We are seeking an exceptional Sr Cloud Operations Engineer as we enhance the support model for our SaaS platform. If you are eager to work in an environment that is fast paced, complex, large, new technologies, ensures cloud uptime, and enjoys being a team player and work effectively with other members of a global team, this position might be for you.
Roles and Responsibilities:
- Champion the cause of driving resolutions impacting production systems availability across a large microservices environment on AWS hosting Druva's SaaS platform services.
- Develop and maintain the overall cloud architecture, ensuring it aligns with the company's long-term goals and scaling requirements.
- Define and enforce best practices, standards, and procedures for cloud infrastructure provisioning, deployment, and management.
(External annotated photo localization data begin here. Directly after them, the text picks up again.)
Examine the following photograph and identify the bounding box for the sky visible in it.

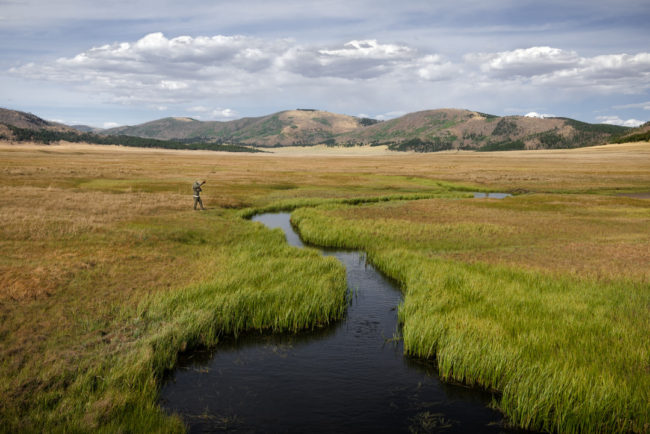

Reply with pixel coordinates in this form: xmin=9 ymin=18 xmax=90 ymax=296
xmin=1 ymin=0 xmax=649 ymax=128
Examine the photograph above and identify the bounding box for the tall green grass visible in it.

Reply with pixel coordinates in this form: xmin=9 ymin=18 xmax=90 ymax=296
xmin=291 ymin=204 xmax=513 ymax=252
xmin=1 ymin=215 xmax=346 ymax=432
xmin=291 ymin=205 xmax=650 ymax=433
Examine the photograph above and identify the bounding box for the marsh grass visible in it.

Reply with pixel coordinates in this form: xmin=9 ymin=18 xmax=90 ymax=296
xmin=1 ymin=142 xmax=648 ymax=432
xmin=290 ymin=198 xmax=650 ymax=433
xmin=391 ymin=254 xmax=649 ymax=433
xmin=1 ymin=212 xmax=347 ymax=432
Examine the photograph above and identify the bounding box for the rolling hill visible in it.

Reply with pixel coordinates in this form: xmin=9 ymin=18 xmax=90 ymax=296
xmin=335 ymin=109 xmax=631 ymax=151
xmin=612 ymin=121 xmax=650 ymax=143
xmin=104 ymin=109 xmax=376 ymax=147
xmin=0 ymin=107 xmax=79 ymax=139
xmin=0 ymin=108 xmax=260 ymax=153
xmin=103 ymin=108 xmax=632 ymax=150
xmin=0 ymin=107 xmax=77 ymax=132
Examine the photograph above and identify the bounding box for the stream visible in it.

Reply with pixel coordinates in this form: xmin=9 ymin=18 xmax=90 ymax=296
xmin=160 ymin=212 xmax=519 ymax=433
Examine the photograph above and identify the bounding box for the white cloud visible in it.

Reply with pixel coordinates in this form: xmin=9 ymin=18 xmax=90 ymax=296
xmin=525 ymin=112 xmax=555 ymax=118
xmin=7 ymin=34 xmax=650 ymax=124
xmin=9 ymin=32 xmax=461 ymax=106
xmin=416 ymin=55 xmax=456 ymax=81
xmin=596 ymin=116 xmax=645 ymax=127
xmin=535 ymin=52 xmax=650 ymax=93
xmin=210 ymin=108 xmax=238 ymax=119
xmin=159 ymin=80 xmax=188 ymax=90
xmin=466 ymin=47 xmax=650 ymax=94
xmin=375 ymin=110 xmax=407 ymax=120
xmin=319 ymin=39 xmax=413 ymax=59
xmin=10 ymin=33 xmax=294 ymax=104
xmin=188 ymin=106 xmax=238 ymax=120
xmin=103 ymin=121 xmax=122 ymax=128
xmin=280 ymin=39 xmax=424 ymax=80
xmin=466 ymin=47 xmax=580 ymax=77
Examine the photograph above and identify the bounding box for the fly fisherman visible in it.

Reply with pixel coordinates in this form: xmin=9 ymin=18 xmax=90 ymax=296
xmin=192 ymin=180 xmax=206 ymax=210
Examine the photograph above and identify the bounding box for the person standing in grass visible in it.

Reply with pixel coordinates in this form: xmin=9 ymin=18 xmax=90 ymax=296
xmin=193 ymin=180 xmax=206 ymax=210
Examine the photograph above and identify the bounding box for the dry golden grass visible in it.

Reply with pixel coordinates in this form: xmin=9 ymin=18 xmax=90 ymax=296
xmin=331 ymin=194 xmax=650 ymax=281
xmin=1 ymin=138 xmax=647 ymax=306
xmin=1 ymin=139 xmax=647 ymax=297
xmin=266 ymin=144 xmax=396 ymax=155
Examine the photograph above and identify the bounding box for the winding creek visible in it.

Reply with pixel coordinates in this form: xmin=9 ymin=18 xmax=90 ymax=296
xmin=160 ymin=211 xmax=521 ymax=433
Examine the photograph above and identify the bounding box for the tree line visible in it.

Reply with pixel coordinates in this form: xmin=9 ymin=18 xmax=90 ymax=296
xmin=0 ymin=124 xmax=263 ymax=153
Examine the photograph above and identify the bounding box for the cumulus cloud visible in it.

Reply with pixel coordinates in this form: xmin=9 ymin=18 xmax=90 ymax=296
xmin=533 ymin=52 xmax=650 ymax=93
xmin=525 ymin=112 xmax=555 ymax=118
xmin=374 ymin=110 xmax=407 ymax=121
xmin=596 ymin=116 xmax=645 ymax=127
xmin=280 ymin=39 xmax=420 ymax=79
xmin=466 ymin=47 xmax=650 ymax=94
xmin=188 ymin=106 xmax=238 ymax=120
xmin=7 ymin=33 xmax=650 ymax=122
xmin=416 ymin=55 xmax=456 ymax=81
xmin=10 ymin=33 xmax=295 ymax=104
xmin=215 ymin=108 xmax=237 ymax=118
xmin=9 ymin=32 xmax=458 ymax=105
xmin=318 ymin=39 xmax=413 ymax=59
xmin=467 ymin=46 xmax=580 ymax=77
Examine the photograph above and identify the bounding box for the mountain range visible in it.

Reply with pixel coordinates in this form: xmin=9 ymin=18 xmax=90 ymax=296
xmin=1 ymin=106 xmax=643 ymax=152
xmin=100 ymin=108 xmax=632 ymax=151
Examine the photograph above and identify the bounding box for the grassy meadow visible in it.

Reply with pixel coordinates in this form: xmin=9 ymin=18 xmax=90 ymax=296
xmin=0 ymin=141 xmax=649 ymax=432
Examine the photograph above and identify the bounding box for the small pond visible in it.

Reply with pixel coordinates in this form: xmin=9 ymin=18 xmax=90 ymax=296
xmin=160 ymin=212 xmax=521 ymax=433
xmin=472 ymin=193 xmax=512 ymax=199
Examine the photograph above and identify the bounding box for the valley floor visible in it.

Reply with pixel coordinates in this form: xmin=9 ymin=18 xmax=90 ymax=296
xmin=0 ymin=140 xmax=648 ymax=432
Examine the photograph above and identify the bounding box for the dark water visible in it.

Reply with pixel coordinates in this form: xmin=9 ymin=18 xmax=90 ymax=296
xmin=160 ymin=213 xmax=518 ymax=433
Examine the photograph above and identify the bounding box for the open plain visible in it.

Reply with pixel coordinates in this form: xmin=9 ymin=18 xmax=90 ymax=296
xmin=0 ymin=141 xmax=648 ymax=432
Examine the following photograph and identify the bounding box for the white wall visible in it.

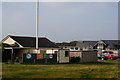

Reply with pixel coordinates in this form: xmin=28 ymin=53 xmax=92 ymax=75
xmin=2 ymin=36 xmax=23 ymax=47
xmin=46 ymin=49 xmax=58 ymax=54
xmin=58 ymin=50 xmax=69 ymax=63
xmin=3 ymin=37 xmax=16 ymax=44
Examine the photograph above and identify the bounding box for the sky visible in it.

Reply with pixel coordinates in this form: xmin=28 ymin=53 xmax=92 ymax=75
xmin=2 ymin=2 xmax=118 ymax=42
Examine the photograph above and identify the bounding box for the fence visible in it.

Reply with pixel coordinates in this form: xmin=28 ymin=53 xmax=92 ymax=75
xmin=22 ymin=53 xmax=57 ymax=64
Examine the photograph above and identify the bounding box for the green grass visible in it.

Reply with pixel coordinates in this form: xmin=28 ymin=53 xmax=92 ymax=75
xmin=2 ymin=60 xmax=120 ymax=78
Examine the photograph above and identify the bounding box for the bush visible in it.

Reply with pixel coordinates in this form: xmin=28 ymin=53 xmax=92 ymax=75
xmin=70 ymin=57 xmax=80 ymax=63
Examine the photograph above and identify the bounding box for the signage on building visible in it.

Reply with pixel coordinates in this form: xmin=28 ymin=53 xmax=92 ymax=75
xmin=37 ymin=53 xmax=43 ymax=59
xmin=49 ymin=54 xmax=53 ymax=59
xmin=26 ymin=53 xmax=32 ymax=59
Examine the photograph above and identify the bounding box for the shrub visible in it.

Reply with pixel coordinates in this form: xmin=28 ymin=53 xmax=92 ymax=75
xmin=70 ymin=57 xmax=80 ymax=63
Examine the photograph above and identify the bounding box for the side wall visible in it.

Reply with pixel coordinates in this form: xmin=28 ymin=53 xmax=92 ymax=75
xmin=17 ymin=48 xmax=59 ymax=63
xmin=81 ymin=51 xmax=97 ymax=62
xmin=58 ymin=50 xmax=69 ymax=63
xmin=70 ymin=51 xmax=97 ymax=63
xmin=70 ymin=51 xmax=82 ymax=57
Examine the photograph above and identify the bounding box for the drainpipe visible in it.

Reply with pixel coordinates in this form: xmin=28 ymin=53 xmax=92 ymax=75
xmin=11 ymin=48 xmax=14 ymax=63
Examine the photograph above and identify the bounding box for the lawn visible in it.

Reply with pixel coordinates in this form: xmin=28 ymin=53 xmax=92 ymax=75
xmin=2 ymin=60 xmax=120 ymax=79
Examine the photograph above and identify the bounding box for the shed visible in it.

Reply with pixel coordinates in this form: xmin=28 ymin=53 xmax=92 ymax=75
xmin=57 ymin=49 xmax=70 ymax=63
xmin=70 ymin=50 xmax=97 ymax=63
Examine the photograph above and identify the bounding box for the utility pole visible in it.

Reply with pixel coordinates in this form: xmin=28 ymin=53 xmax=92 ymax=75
xmin=35 ymin=0 xmax=39 ymax=64
xmin=36 ymin=0 xmax=39 ymax=52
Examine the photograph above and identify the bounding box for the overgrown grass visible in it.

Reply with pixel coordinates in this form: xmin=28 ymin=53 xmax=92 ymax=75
xmin=2 ymin=60 xmax=120 ymax=78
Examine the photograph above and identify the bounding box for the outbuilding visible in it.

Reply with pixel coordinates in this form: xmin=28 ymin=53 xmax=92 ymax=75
xmin=70 ymin=50 xmax=98 ymax=63
xmin=57 ymin=49 xmax=70 ymax=63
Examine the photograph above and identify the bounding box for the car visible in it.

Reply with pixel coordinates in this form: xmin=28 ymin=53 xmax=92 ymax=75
xmin=117 ymin=54 xmax=120 ymax=58
xmin=97 ymin=53 xmax=108 ymax=60
xmin=102 ymin=54 xmax=117 ymax=60
xmin=101 ymin=55 xmax=108 ymax=60
xmin=101 ymin=51 xmax=113 ymax=55
xmin=112 ymin=54 xmax=120 ymax=59
xmin=98 ymin=51 xmax=117 ymax=60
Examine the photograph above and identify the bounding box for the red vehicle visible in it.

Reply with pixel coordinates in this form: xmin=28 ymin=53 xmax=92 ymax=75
xmin=102 ymin=54 xmax=117 ymax=60
xmin=113 ymin=54 xmax=120 ymax=59
xmin=101 ymin=51 xmax=117 ymax=60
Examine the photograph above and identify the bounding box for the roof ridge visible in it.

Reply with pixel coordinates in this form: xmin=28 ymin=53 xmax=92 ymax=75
xmin=9 ymin=35 xmax=47 ymax=39
xmin=101 ymin=40 xmax=119 ymax=41
xmin=83 ymin=41 xmax=98 ymax=42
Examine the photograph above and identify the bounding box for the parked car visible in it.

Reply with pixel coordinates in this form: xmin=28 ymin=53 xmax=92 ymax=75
xmin=97 ymin=53 xmax=108 ymax=60
xmin=112 ymin=54 xmax=120 ymax=59
xmin=97 ymin=53 xmax=101 ymax=58
xmin=116 ymin=54 xmax=120 ymax=58
xmin=98 ymin=51 xmax=117 ymax=60
xmin=101 ymin=51 xmax=113 ymax=55
xmin=102 ymin=54 xmax=117 ymax=60
xmin=101 ymin=55 xmax=108 ymax=60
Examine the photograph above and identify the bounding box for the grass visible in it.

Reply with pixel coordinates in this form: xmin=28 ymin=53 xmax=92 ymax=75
xmin=2 ymin=60 xmax=120 ymax=79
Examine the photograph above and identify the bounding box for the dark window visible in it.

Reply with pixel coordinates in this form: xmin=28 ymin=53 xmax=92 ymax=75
xmin=71 ymin=47 xmax=74 ymax=50
xmin=60 ymin=48 xmax=63 ymax=49
xmin=109 ymin=51 xmax=113 ymax=54
xmin=103 ymin=51 xmax=107 ymax=53
xmin=75 ymin=47 xmax=78 ymax=50
xmin=55 ymin=51 xmax=58 ymax=54
xmin=65 ymin=47 xmax=67 ymax=48
xmin=65 ymin=51 xmax=69 ymax=57
xmin=80 ymin=48 xmax=83 ymax=50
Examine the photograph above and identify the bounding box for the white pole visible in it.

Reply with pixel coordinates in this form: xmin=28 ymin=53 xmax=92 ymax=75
xmin=36 ymin=0 xmax=39 ymax=50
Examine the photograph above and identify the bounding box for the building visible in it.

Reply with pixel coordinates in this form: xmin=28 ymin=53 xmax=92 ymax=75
xmin=93 ymin=40 xmax=120 ymax=53
xmin=56 ymin=41 xmax=98 ymax=63
xmin=56 ymin=41 xmax=93 ymax=51
xmin=57 ymin=40 xmax=120 ymax=54
xmin=57 ymin=49 xmax=70 ymax=63
xmin=1 ymin=35 xmax=59 ymax=63
xmin=83 ymin=41 xmax=98 ymax=50
xmin=70 ymin=50 xmax=98 ymax=63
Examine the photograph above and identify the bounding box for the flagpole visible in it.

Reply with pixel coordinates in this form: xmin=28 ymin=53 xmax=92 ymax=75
xmin=36 ymin=0 xmax=39 ymax=51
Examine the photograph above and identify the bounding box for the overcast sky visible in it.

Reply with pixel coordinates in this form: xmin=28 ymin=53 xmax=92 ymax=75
xmin=2 ymin=2 xmax=118 ymax=42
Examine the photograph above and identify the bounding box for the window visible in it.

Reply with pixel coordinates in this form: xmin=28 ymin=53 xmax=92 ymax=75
xmin=65 ymin=47 xmax=67 ymax=48
xmin=75 ymin=47 xmax=78 ymax=50
xmin=65 ymin=51 xmax=69 ymax=57
xmin=60 ymin=48 xmax=63 ymax=49
xmin=80 ymin=48 xmax=83 ymax=50
xmin=99 ymin=43 xmax=103 ymax=46
xmin=55 ymin=51 xmax=58 ymax=54
xmin=103 ymin=51 xmax=107 ymax=53
xmin=109 ymin=51 xmax=113 ymax=54
xmin=71 ymin=47 xmax=74 ymax=50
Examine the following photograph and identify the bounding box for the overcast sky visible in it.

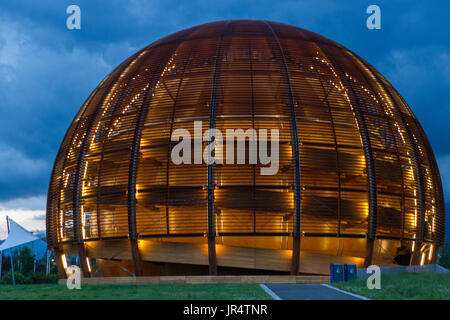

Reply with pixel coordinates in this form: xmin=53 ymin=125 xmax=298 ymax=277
xmin=0 ymin=0 xmax=449 ymax=239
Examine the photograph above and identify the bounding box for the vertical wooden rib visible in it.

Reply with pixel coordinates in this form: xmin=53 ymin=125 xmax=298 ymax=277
xmin=391 ymin=88 xmax=444 ymax=252
xmin=354 ymin=55 xmax=427 ymax=263
xmin=311 ymin=51 xmax=343 ymax=235
xmin=346 ymin=54 xmax=407 ymax=243
xmin=71 ymin=57 xmax=138 ymax=277
xmin=207 ymin=23 xmax=229 ymax=275
xmin=94 ymin=51 xmax=150 ymax=241
xmin=263 ymin=21 xmax=302 ymax=275
xmin=164 ymin=49 xmax=195 ymax=237
xmin=127 ymin=79 xmax=151 ymax=277
xmin=127 ymin=69 xmax=162 ymax=276
xmin=127 ymin=43 xmax=186 ymax=276
xmin=318 ymin=45 xmax=378 ymax=267
xmin=46 ymin=69 xmax=109 ymax=251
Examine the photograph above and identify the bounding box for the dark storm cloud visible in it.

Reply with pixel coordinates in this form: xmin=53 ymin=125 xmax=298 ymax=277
xmin=0 ymin=0 xmax=449 ymax=207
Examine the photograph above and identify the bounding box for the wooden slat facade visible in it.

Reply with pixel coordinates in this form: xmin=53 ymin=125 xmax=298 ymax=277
xmin=47 ymin=20 xmax=444 ymax=277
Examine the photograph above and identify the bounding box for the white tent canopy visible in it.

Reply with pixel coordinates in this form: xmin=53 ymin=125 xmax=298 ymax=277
xmin=0 ymin=218 xmax=40 ymax=252
xmin=0 ymin=217 xmax=49 ymax=284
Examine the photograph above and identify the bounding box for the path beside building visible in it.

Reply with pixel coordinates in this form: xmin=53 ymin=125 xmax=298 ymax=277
xmin=261 ymin=283 xmax=368 ymax=300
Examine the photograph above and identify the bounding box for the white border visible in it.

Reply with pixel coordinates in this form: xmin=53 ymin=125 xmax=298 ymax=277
xmin=259 ymin=284 xmax=282 ymax=300
xmin=321 ymin=284 xmax=370 ymax=300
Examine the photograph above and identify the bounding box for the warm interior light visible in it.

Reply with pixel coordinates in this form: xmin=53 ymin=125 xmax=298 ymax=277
xmin=59 ymin=210 xmax=64 ymax=240
xmin=86 ymin=257 xmax=91 ymax=272
xmin=413 ymin=189 xmax=417 ymax=227
xmin=61 ymin=254 xmax=68 ymax=269
xmin=81 ymin=205 xmax=86 ymax=239
xmin=420 ymin=252 xmax=425 ymax=266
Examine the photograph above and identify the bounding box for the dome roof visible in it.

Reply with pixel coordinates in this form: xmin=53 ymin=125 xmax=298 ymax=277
xmin=46 ymin=20 xmax=444 ymax=275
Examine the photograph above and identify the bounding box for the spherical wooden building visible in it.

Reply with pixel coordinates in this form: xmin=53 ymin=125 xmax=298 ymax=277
xmin=46 ymin=20 xmax=445 ymax=278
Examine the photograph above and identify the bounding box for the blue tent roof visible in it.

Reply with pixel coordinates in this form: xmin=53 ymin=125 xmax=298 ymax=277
xmin=0 ymin=218 xmax=47 ymax=259
xmin=1 ymin=239 xmax=47 ymax=260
- Mentor and guide the CloudOps team in adopting advanced AWS services, features, and best practices.
- Collaborate with cross-functional teams, including DevOps, Security, Escalations and Engineering to ensure alignment and seamless integration of cloud operations with other aspects of the business.
- Lead the implementation and maintenance of advanced monitoring, logging, and alerting systems for proactive detection and resolution of infrastructure issues.
- Oversee and optimize the incident management process, ensuring efficient and effective response to production incidents.
- Collaborate with the security team to ensure compliance with security policies and industry standards.
- Drive the implementation of advanced cost optimization strategies and resource utilization optimizations to maximize efficiency and cost-effectiveness.
- Represent the CloudOps team in architectural and technical decision-making forums, ensuring the team's interests and concerns are addressed.
- Stay abreast of emerging technologies, trends, and best practices in cloud computing and evangelize their adoption within the organization.
- Contribute to the development and implementation of automation scripts, tools, and frameworks to streamline cloud operations and enhance team productivity.
- Foster a culture of continuous learning, knowledge sharing, and mentorship within the CloudOps team.
- Must Have Skills:
- Strong working experience with Linux (e.g., Red Hat, CentOS) environments.
- Developing automation solutions to streamline processes, such as creating scripts to run specific tasks on systems. Developing and implementing automation scripts to reduce repetitive tasks and eliminate human error.
- Strong in Network Infrastructures.
- Experience of Cloud providers including Amazon AWS, Google Cloud Platform, or Microsoft Azure.
- Strong knowledge of Docker containerization concepts, along with experience with the Docker CLI.
- Good To Have Skills:
- SQL / Database knowledge.
- Experience in Application Performance Monitoring tools such as Grafana, Splunk, PagerDuty, and Cloud Watch.
- Experience of cloud security best practices and experience implementing security measures.
- Cloud Certification such as AWS Cloud Solution Architect – Professional.
- Additional Information:
- Troubleshoot and resolve issues related to cloud infrastructure, ensuring high availability and performance.
- Must possess the ability to work independently in a fast-paced, dynamic environment.
- Must possess strong analytical and technical documentation skills.
- Must possess the ability to effectively present information and respond to questions.
- Ability to learn new technologies quickly with minimum support and guidance.
- Ability to think outside-of-the-box to generate creative solutions to problems.